Scaling Quine–McCluskey with Memory‑Local Design

A high‑level account of how reordering work and fusing passes in a dense, bit‑sliced Q–M implementation turns a memory‑bound algorithm into a cache‑efficient one, yielding ~2× speedups.
hpc
optimization
C/C++
ETH
Authors

Peter Nutter

Leyla Yaayladere

Grzegorz Swiader

Gerald Prendi

Published

Sunday, June 1, 2025

Motivation

Boolean minimization remains a practical leverage point in digital design and search‑heavy tooling. The Quine–McCluskey (Q–M) procedure is exact, but naïve dense implementations become memory‑bound well before arithmetic resources are saturated.
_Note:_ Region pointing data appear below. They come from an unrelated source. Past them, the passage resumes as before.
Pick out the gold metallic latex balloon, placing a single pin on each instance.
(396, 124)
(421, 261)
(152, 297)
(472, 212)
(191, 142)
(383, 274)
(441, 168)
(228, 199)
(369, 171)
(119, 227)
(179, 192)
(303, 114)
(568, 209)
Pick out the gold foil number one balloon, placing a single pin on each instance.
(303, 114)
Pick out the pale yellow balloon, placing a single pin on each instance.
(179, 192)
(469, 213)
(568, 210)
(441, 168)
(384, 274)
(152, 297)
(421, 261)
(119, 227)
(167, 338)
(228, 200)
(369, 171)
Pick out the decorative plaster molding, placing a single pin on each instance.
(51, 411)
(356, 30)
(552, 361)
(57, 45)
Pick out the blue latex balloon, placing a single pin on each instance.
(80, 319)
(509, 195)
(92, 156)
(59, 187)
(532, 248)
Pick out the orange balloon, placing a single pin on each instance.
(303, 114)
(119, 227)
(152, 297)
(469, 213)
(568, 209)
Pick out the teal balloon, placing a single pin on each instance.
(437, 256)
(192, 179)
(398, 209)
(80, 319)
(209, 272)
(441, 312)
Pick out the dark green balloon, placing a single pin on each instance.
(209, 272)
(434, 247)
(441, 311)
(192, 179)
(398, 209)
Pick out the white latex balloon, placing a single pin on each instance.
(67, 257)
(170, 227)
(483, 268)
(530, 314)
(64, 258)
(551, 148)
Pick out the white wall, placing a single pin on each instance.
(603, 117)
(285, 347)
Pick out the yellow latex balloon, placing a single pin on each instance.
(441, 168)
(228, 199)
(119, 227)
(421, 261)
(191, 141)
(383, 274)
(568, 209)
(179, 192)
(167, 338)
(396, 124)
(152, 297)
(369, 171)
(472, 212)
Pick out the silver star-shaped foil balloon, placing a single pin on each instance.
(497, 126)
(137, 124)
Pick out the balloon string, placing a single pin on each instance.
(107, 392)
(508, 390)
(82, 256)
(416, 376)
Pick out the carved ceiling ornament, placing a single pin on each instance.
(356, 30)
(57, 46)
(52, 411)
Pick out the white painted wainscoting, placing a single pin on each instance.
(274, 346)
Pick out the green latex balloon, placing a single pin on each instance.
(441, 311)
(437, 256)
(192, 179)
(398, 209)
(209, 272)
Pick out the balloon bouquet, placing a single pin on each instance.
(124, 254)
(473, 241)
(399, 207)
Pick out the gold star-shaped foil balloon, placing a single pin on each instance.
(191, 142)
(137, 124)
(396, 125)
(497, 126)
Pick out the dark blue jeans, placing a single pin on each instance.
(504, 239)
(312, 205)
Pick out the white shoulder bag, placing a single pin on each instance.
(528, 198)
Our goal is not to change Q–M’s mathematics, but to raise operational intensity by improving spatial and temporal locality.

Baseline

We start from a dense bit‑sliced implementation (DenseQMC): ternary implicants are packed into a 3^n bitset; variables are split into a small bottom layer (h=5) and a top layer (n−5). The algorithm performs top‑merge, bottom merge+reduce, then top‑reduce. This induces many full‑table, high‑stride scans across top dimensions. Once the table exceeds cache, stall time dominates.

Approach (High‑Level)

We restructure execution to complete more related work while data is hot, reduce long strides, and minimize passes:

  • CROSS‑DIM — block multiple top dimensions and process a compact 3^t working set before advancing; far fewer long traversals.
  • SMOOTHING — generate short kernels for the tail dimensions (t, t−1, …, 1) so each pass remains block‑shaped.
  • CROSS‑LAYER — fuse bottom‑layer work with the lowest b top dimensions in one contiguous sweep, eliminating extra global passes.
  • MERGE‑SKIP (conservative) — in top‑merge only, omit a redundant lower‑dim triple; keep top‑reduce complete.
  • Lean bottom kernels — explicit load→compute→store structure exposes ILP; optional AVX variants are competitive once memory traffic drops.
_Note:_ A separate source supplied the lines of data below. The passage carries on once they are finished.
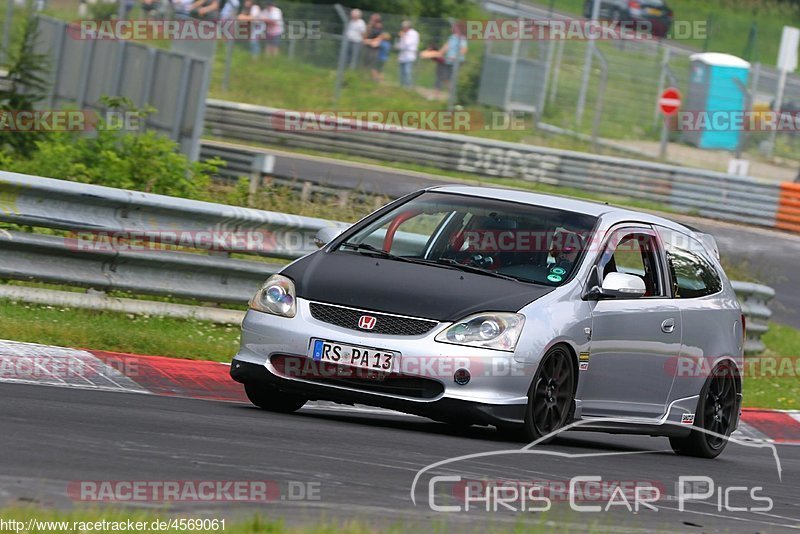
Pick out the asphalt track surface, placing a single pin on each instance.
(773, 257)
(361, 463)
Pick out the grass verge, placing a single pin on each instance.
(774, 377)
(771, 380)
(118, 332)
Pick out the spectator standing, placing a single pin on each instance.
(384, 50)
(354, 33)
(205, 9)
(182, 8)
(273, 16)
(372, 41)
(407, 47)
(229, 9)
(455, 49)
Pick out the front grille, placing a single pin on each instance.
(401, 385)
(384, 324)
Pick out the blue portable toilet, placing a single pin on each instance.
(713, 89)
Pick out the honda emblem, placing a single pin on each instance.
(366, 322)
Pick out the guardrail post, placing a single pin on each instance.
(601, 92)
(262, 164)
(6, 32)
(342, 53)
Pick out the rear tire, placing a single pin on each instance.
(273, 400)
(550, 398)
(716, 412)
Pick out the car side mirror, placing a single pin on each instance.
(325, 235)
(622, 285)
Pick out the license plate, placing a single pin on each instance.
(361, 357)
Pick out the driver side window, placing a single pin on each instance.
(634, 252)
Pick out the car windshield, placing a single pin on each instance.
(493, 237)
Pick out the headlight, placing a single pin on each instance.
(498, 331)
(276, 296)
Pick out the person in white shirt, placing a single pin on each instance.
(354, 33)
(274, 19)
(258, 27)
(407, 46)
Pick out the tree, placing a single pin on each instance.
(27, 86)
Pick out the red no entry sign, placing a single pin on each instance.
(670, 101)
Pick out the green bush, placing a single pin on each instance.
(25, 86)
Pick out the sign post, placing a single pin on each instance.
(668, 104)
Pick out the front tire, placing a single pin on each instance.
(716, 413)
(550, 398)
(273, 400)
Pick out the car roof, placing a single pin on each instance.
(610, 214)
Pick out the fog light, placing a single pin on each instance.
(462, 377)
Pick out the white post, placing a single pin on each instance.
(787, 62)
(587, 68)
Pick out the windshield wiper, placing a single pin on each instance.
(443, 262)
(473, 269)
(365, 247)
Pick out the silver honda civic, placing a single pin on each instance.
(486, 306)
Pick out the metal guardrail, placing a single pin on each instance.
(81, 212)
(150, 244)
(754, 299)
(705, 193)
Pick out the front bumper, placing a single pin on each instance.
(496, 392)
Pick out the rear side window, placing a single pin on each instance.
(692, 271)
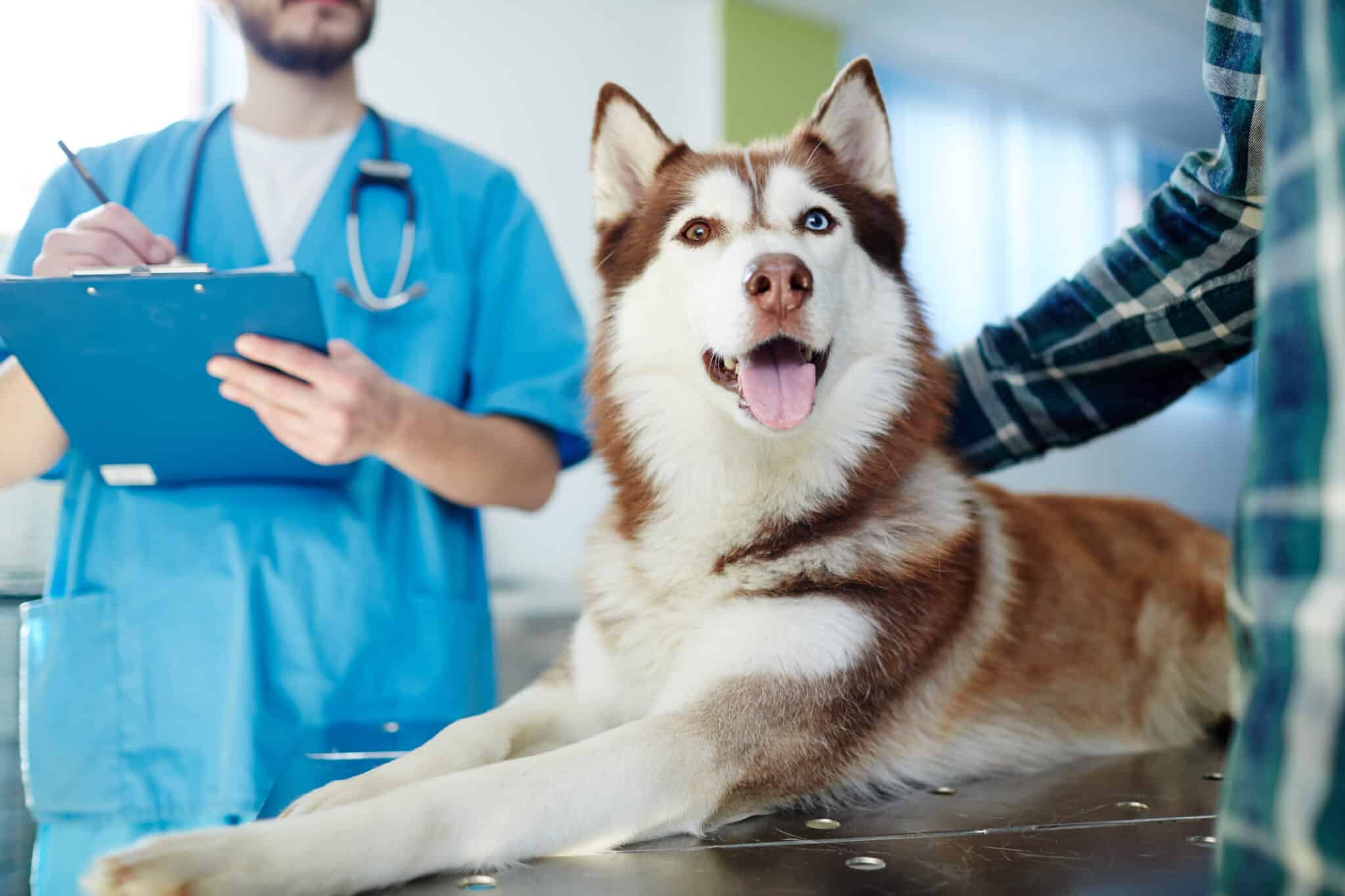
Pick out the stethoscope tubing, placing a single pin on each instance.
(384, 174)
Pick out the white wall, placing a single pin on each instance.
(517, 79)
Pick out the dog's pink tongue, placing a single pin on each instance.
(778, 386)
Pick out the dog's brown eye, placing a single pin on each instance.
(695, 232)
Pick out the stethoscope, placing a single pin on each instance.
(373, 172)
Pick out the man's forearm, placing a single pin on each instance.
(472, 459)
(32, 440)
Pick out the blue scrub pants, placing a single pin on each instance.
(66, 848)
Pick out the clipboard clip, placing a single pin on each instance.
(141, 270)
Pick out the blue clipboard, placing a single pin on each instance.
(121, 362)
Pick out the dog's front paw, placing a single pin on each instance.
(338, 793)
(209, 863)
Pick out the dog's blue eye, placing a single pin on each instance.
(818, 221)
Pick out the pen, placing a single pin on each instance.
(102, 198)
(97, 191)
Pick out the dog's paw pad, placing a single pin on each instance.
(119, 878)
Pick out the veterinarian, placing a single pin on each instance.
(1168, 307)
(188, 634)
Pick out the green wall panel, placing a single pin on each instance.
(775, 66)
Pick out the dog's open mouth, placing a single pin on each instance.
(775, 382)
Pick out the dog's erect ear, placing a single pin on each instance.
(627, 150)
(852, 120)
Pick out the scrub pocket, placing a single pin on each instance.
(69, 706)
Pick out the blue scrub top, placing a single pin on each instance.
(190, 634)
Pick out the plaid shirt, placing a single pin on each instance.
(1161, 309)
(1282, 822)
(1164, 308)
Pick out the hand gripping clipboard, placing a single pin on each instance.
(120, 358)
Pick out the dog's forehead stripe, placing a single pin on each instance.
(721, 192)
(752, 184)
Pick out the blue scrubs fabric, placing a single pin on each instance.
(190, 634)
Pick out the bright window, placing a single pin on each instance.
(1002, 199)
(91, 72)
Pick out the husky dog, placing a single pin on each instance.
(797, 597)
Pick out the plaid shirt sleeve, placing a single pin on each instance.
(1282, 815)
(1161, 309)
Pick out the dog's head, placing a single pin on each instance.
(759, 291)
(775, 270)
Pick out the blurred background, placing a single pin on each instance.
(1025, 136)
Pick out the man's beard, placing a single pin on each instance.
(300, 58)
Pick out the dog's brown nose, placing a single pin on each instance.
(778, 284)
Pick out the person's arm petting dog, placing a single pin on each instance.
(1164, 308)
(342, 408)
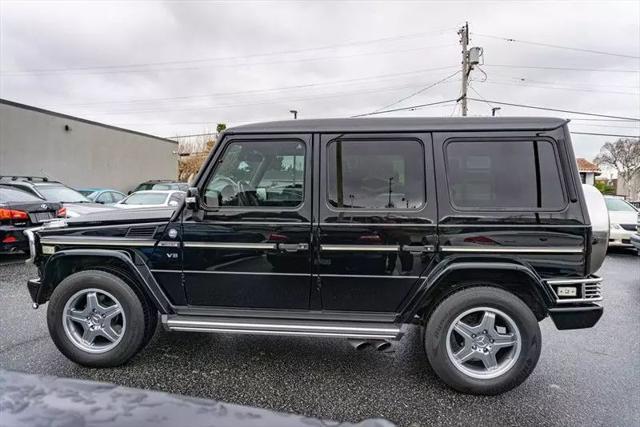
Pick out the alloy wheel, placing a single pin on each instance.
(483, 342)
(94, 320)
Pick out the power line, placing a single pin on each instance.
(413, 107)
(222, 58)
(525, 84)
(266, 102)
(417, 92)
(562, 68)
(555, 46)
(253, 91)
(238, 65)
(556, 109)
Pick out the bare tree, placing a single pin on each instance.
(623, 156)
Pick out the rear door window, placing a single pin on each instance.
(505, 175)
(375, 175)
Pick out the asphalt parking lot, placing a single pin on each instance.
(585, 377)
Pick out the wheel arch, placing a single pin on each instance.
(451, 277)
(127, 266)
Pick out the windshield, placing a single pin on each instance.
(60, 193)
(13, 195)
(144, 186)
(619, 205)
(145, 199)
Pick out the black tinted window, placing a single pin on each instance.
(375, 174)
(504, 174)
(259, 173)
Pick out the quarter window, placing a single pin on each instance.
(375, 174)
(259, 173)
(504, 175)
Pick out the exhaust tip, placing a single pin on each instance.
(383, 346)
(360, 344)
The idea behind cross-dim access pattern. We process triples from dimension \(i+1\) as soon as all relevant triples from dimension \(i\) have been processed.

Results (Summary)

Different unrolling styles and factors for the bottom-layer computation. Our hand-rolled AVX code is slightly outperformed by code generated from C++ bitsets

On a Zen‑2 laptop‑class CPU with -O3 -march=native -mavx2, the fused, smoothed, blocked variant delivers ~2.06× speedup at n≈23 relative to DenseQMC. Gains increase with n as the working set crosses L2/L3, reflecting higher locality and fewer full‑table passes.

Roofline model for the CROSS-LAYER-SKIP algo- rithm from n=14 to n=20. Some n ommited to make the plot more readable. The plot characterizes the hardware utiliza- tion of the algorithm with the reduced operation count.

Interpretation

  • Blocked/fused schedules shift points rightward on roofline plots (more bytes reused per operation) and climb toward the compute roof for mid‑range n.
  • Instruction‑level tweaks matter less than reducing long strides and doing adjacent work together.